Un reconocido oftalmólogo mendocino fue condenado a prisión condicional por 39 estafas
Pedro Reinaldo Miranda recibió una pena de dos años y nueve meses de prisión de ejecución condicional mediante un juicio abreviado.
El reconocido oftalmólogo mendocino Pedro Reinaldo Miranda fue condenado el pasado martes por la mañana a la pena de dos años y nueve meses de prisión de ejecución condicional, tras reconocer su culpabilidad en una serie de estafas que damnificaron a 39 pacientes y allegados.
El acuerdo alcanzado en un juicio abreviado puso fin a una instrucción penal que reveló un perjuicio económico superior a los 185.000 dólares y los 12 millones de pesos. Al tratarse de una condena de ejecución condicional, el profesional médico no ingresó a la cárcel, aunque quedó sujeto de forma estricta a las reglas de conducta fijadas por el tribunal interviniente.
La pena fue pactada formalmente entre el fiscal Luis Guillermo Parigi y la defensa del profesional, sobre la base de una exhaustiva investigación que lideró la fiscal de Delitos Económicos Mariana Pedot, quien reunió las pruebas fundamentales que permitieron el avance y la posterior resolución del expediente de manera express.

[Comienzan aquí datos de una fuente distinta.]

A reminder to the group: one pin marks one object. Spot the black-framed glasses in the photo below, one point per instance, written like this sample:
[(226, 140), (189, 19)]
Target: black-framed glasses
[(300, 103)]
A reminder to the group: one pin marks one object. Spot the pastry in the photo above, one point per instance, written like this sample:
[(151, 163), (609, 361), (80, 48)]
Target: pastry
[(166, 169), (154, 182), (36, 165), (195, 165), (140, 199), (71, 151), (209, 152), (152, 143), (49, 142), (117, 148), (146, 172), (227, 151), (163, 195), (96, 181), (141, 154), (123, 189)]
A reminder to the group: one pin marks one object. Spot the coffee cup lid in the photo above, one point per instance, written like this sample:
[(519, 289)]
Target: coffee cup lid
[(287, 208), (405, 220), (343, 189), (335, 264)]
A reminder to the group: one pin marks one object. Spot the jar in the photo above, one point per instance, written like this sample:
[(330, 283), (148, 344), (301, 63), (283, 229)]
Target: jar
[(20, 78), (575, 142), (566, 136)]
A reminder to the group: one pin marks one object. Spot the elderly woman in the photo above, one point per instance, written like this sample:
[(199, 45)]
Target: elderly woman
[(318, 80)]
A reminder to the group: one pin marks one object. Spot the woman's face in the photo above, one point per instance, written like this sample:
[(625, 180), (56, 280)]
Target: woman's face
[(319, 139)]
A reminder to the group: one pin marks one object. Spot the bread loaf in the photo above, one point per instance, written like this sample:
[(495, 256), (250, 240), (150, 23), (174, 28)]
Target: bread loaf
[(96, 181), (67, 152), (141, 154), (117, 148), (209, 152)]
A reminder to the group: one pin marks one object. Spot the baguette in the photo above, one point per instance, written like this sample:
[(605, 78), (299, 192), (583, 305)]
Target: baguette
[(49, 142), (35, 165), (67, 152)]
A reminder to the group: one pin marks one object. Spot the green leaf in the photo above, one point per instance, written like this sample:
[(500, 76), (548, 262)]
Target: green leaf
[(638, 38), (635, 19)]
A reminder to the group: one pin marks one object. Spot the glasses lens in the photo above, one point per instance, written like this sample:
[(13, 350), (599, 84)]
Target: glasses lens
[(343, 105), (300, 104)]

La causa penal generó un fuerte impacto en la sociedad mendocina cuando se produjo la detención de Miranda, quien era una figura sumamente pública debido a que fundó y dirigió el Centro Oftalmológico Dyter, además de encabezar una fundación homónima destinada a campañas solidarias.
La pesquisa judicial permitió reconstruir el esquema delictivo que el médico repitió de manera sistemática con decenas de personas que concurrían a atenderse a su clínica particular. El profesional aprovechó de forma espuria la relación de confianza y asimetría construida durante las consultas médicas para ofrecerles participar en supuestas inversiones sumamente atractivas.
En concreto, el engaño consistió en la presunta adquisición de equipamiento de alta tecnología destinado al centro oftalmológico, una maniobra que sedujo a las víctimas por la aparente solvencia del sospechoso.
De acuerdo con lo acreditado por el Ministerio Público Fiscal, Miranda solicitó a los damnificados sumas de dinero que generalmente oscilaron entre los 1.000 y 1.500 dólares, bajo la promesa de devolver el capital en el corto plazo junto con una importante ganancia. En diversas ocasiones, el imputado llegó a asegurar falsamente que el dinero invertido se duplicaría en poco tiempo.
Para otorgar credibilidad a las operaciones financieras espurias, el médico les entregaba pagarés, recibos y diversa documentación firmada, elementos que posteriormente se transformaron en la prueba de cargo principal de la causa.
Con la homologación definitiva del convenio entre las partes por parte del juez, Miranda confesó formalmente los hechos y evitó la realización de un debate oral y público. Si bien la instrucción incluyó inicialmente otras líneas investigativas sobre su título, su matrícula habilitante y algunas cirugías cuestionadas, el juicio abreviado se centró exclusivamente en los delitos económicos.